Nicht alle profitieren gleichermaßen von diesem Aufwärtstrend bei den Benefits. Besonders stark bevorzugt werden hochqualifizierte Fachkräfte und akademisch ausgebildete Expert:innen. Sie können mit durchschnittlich elf Zusatzleistungen pro Stellenanzeige rechnen – im Gegensatz zu Helfer:innen, denen durchschnittlich nur acht Benefits geboten werden. Damit hat sich die Lücke zwischen den Berufsgruppen seit 2019 signifikant vergrößert. Die Differenz betrug vor fünf Jahren noch 1,7 Leistungen – heute liegt sie bei rund 3.

Auch bei Weiterbildungs- oder Familienangeboten zeigt sich ein klares Gefälle: Während 55 Prozent der Anzeigen für Spitzenkräfte Fortbildungen anbieten, sind es bei Helfer:innen nur rund ein Drittel. Familienfreundliche Angebote wie Kinderbetreuung, Elternzeitregelungen oder familienkompatible Arbeitszeiten sind ebenfalls eher der Oberschicht des Arbeitsmarkts vorbehalten. Bei Helfer:innen erwähnen weniger als zehn Prozent der Anzeigen solche Leistungen.

Diese Entwicklung führt laut Studie nicht nur zu einem Eindruck ungleicher Wertschätzung, sondern verfestigt auch bestehende soziale Unterschiede. Gerade in körperlich belastenden Berufen – etwa in der Logistik, Pflege oder Bauwirtschaft – fehlen häufig gesundheitsfördernde Maßnahmen. Dabei wären diese Zielgruppen am stärksten auf betriebsärztliche Betreuung, Vorsorgeprogramme oder ergonomische Arbeitsplatzgestaltung angewiesen. Einen digitalen Zugang zu genau solchen Präventionsmaßnahmen bietet etwa das HealthTech-Unternehmen Ofelos, das Betrieben individuelle Lösungen im Rahmen der betrieblichen Krankenversicherung ermöglicht.

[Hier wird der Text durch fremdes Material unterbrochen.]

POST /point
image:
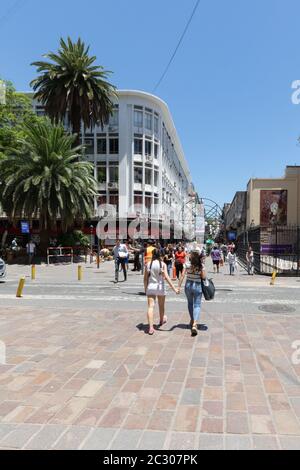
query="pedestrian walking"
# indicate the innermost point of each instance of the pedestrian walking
(232, 262)
(155, 288)
(180, 257)
(148, 252)
(120, 253)
(224, 251)
(30, 250)
(216, 258)
(168, 258)
(136, 248)
(250, 261)
(194, 272)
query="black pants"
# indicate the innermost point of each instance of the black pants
(179, 269)
(137, 264)
(118, 262)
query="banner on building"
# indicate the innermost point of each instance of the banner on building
(200, 223)
(273, 207)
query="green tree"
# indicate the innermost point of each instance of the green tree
(45, 179)
(71, 86)
(13, 112)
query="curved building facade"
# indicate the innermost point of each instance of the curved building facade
(138, 159)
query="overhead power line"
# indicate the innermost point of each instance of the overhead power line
(9, 13)
(178, 45)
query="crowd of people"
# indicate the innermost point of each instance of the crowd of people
(162, 265)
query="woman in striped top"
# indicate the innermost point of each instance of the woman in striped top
(194, 272)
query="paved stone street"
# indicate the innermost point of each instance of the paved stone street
(81, 373)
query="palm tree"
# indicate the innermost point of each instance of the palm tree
(44, 179)
(71, 86)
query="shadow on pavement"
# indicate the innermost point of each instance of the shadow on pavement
(183, 326)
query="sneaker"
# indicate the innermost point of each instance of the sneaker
(164, 321)
(194, 331)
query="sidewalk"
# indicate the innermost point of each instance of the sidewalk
(92, 379)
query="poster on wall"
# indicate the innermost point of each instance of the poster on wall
(273, 207)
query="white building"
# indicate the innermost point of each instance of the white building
(139, 161)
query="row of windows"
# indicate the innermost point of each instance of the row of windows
(145, 119)
(104, 145)
(108, 174)
(146, 176)
(150, 148)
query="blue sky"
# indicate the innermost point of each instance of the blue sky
(229, 88)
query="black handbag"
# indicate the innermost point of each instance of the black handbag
(208, 289)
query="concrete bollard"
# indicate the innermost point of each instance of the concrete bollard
(20, 287)
(33, 272)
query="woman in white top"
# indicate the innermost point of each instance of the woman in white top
(232, 262)
(194, 272)
(156, 274)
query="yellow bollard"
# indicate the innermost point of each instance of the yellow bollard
(33, 271)
(79, 273)
(20, 287)
(274, 274)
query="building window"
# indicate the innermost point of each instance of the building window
(138, 118)
(148, 204)
(101, 146)
(113, 145)
(138, 174)
(138, 201)
(114, 118)
(113, 173)
(101, 173)
(102, 199)
(40, 111)
(148, 121)
(148, 176)
(114, 200)
(156, 124)
(89, 146)
(148, 148)
(138, 145)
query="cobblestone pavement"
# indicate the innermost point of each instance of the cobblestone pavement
(91, 378)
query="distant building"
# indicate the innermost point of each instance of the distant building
(235, 214)
(139, 162)
(274, 201)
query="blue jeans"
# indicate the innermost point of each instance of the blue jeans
(169, 268)
(193, 292)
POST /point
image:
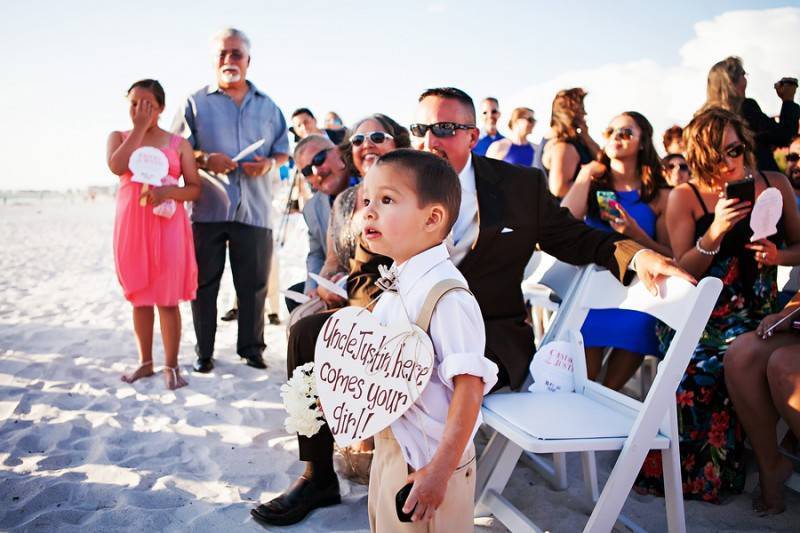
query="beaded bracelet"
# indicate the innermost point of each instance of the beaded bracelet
(703, 250)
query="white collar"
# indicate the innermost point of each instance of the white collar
(413, 269)
(467, 176)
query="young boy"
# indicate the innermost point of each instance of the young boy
(412, 200)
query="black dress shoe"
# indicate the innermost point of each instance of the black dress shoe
(232, 314)
(293, 505)
(203, 365)
(256, 361)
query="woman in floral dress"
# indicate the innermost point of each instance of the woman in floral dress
(710, 236)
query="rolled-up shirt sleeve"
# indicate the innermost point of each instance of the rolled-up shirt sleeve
(459, 339)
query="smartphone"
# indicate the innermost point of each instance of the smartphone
(400, 501)
(604, 201)
(743, 190)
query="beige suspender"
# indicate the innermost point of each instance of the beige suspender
(434, 295)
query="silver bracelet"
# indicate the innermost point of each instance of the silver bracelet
(703, 250)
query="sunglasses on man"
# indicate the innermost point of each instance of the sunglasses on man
(375, 137)
(439, 129)
(625, 134)
(682, 166)
(316, 161)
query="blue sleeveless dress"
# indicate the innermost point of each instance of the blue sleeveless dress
(520, 154)
(629, 330)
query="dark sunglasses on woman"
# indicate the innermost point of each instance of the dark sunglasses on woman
(683, 166)
(316, 161)
(375, 137)
(439, 129)
(625, 134)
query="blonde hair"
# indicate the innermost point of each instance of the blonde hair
(703, 140)
(566, 105)
(517, 113)
(721, 87)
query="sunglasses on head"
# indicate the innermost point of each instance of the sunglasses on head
(316, 161)
(682, 166)
(626, 134)
(375, 137)
(737, 150)
(440, 129)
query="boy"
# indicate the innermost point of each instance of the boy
(412, 200)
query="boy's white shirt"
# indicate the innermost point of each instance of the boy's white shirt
(459, 340)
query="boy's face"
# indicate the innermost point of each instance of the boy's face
(394, 223)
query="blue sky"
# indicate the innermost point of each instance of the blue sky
(71, 62)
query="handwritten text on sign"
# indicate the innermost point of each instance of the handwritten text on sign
(368, 375)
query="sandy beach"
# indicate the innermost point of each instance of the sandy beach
(82, 451)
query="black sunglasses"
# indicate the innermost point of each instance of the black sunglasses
(440, 129)
(626, 134)
(736, 150)
(683, 166)
(375, 137)
(316, 161)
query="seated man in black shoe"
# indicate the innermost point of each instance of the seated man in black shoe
(517, 212)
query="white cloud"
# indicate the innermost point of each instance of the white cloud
(766, 40)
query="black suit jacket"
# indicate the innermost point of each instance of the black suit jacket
(518, 198)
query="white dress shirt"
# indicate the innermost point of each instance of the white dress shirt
(459, 340)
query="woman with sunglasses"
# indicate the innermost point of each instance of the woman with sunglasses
(727, 83)
(676, 169)
(710, 236)
(568, 146)
(516, 149)
(623, 192)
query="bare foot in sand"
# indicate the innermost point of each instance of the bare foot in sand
(145, 370)
(173, 378)
(770, 501)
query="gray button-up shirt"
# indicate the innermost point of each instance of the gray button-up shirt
(212, 122)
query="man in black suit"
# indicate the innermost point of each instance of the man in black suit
(505, 212)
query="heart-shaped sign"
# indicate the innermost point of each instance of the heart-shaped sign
(368, 375)
(148, 165)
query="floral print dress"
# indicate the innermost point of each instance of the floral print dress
(711, 437)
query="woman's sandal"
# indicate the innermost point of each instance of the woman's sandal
(177, 381)
(140, 372)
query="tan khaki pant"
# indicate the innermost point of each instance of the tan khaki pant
(387, 477)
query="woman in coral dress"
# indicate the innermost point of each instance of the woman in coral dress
(153, 247)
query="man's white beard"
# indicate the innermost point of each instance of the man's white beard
(231, 77)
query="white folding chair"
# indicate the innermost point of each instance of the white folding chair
(595, 418)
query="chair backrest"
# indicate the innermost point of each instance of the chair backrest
(682, 306)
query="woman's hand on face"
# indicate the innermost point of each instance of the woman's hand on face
(727, 213)
(765, 250)
(143, 114)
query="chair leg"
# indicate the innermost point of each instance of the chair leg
(590, 475)
(497, 473)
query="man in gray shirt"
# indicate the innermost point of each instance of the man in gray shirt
(220, 121)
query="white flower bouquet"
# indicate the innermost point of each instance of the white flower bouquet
(301, 402)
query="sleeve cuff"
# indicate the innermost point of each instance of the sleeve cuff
(474, 364)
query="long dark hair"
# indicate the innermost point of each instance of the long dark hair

Transparenz und Tarifbindung als Schlüssel

Bemerkenswert ist zudem: Nur rund ein Drittel der analysierten Stellenanzeigen enthält konkrete Gehaltsangaben. Gerade in qualifizierten Berufsgruppen fehlt es oft an Transparenz – obwohl hier der Fachkräftemangel besonders groß ist. Dabei fordern Expert:innen längst eine offenere Kommunikation: Wer das Gehalt nicht nennt, vergibt Chancen im Wettbewerb um Talente.

Deutlich transparenter zeigen sich hingegen jene Unternehmen, die tarifgebunden sind. Hier werden nicht nur Gehaltsstrukturen offengelegt, sondern auch Benefits wie Urlaubsgeld, Gesundheitsangebote, betriebliche Altersvorsorge oder Fahrtkostenzuschüsse sichtbarer kommuniziert. Besonders in Helfer:innen- und Fachkraftberufen zeigt sich laut Studie ein klarer Vorteil für tarifgebundene Betriebe. Dort wird im Schnitt nicht nur mehr geboten – die Leistungen werden auch klarer benannt.

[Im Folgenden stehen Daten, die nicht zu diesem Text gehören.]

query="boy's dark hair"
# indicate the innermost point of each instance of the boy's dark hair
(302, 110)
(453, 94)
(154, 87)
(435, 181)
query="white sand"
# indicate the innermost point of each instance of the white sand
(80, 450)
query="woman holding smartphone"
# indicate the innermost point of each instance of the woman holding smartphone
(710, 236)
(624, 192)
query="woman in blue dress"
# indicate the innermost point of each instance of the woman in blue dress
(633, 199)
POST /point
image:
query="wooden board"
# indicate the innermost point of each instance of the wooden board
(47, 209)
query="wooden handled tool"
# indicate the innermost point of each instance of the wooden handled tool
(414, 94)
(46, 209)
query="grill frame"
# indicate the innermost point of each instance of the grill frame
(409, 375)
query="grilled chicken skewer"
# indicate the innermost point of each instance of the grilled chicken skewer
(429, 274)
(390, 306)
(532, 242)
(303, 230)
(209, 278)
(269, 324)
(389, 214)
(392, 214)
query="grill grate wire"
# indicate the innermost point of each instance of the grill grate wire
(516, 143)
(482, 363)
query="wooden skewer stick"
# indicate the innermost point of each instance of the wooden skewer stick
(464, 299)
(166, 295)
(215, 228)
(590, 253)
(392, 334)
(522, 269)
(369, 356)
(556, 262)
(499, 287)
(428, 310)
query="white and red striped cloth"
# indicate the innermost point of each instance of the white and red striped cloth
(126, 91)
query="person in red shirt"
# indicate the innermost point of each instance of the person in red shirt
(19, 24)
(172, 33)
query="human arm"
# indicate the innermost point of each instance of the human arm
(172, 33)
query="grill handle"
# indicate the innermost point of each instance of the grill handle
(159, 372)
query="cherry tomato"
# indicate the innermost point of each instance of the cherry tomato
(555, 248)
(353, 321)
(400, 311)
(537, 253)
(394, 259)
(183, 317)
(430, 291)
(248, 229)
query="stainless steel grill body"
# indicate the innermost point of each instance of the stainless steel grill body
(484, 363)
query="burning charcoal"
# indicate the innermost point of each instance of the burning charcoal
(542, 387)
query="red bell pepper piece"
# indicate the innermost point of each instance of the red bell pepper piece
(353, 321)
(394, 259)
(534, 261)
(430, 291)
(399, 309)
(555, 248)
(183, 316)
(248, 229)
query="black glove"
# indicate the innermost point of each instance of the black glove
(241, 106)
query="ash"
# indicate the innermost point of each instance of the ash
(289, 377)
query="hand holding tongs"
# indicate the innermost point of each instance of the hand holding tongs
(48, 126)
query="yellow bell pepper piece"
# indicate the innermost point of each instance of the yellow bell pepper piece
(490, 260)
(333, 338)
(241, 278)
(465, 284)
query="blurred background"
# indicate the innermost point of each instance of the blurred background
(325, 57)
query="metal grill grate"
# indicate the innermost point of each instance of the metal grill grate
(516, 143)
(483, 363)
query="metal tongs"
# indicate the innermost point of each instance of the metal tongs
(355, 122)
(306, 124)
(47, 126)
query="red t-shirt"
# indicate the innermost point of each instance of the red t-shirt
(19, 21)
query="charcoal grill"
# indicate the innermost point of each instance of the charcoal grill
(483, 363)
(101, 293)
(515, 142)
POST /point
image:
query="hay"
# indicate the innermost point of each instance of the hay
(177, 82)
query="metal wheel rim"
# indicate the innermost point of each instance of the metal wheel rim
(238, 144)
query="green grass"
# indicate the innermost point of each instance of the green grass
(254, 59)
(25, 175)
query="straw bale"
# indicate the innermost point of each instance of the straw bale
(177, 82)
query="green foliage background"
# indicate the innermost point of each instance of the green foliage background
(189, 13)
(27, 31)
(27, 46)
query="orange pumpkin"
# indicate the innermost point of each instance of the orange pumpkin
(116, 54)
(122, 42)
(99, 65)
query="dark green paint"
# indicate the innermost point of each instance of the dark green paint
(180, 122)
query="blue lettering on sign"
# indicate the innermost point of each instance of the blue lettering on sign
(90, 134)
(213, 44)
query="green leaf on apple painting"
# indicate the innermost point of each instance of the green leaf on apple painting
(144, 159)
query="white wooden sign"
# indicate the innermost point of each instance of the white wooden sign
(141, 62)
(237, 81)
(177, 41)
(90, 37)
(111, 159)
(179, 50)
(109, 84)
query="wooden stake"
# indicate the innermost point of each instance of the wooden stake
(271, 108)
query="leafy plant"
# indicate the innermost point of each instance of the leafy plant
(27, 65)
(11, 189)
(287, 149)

"Damit verschenken viele Unternehmen ohne Tarifbindung Potenzial im Wettbewerb um Talente", sagt Datenanalyst Daniel Bensel. Sein Kollege Roman Wink ergänzt: "Attraktive Zusatzleistungen sind längst kein 'Bonbon' mehr, sondern ein zentraler Hebel in der Arbeitskräftegewinnung." Beide Experten plädieren dafür, Benefits nicht nur quantitativ auszubauen, sondern auch gezielt auf die jeweiligen Zielgruppen zuzuschneiden – vom Werkboden bis zur Führungsebene.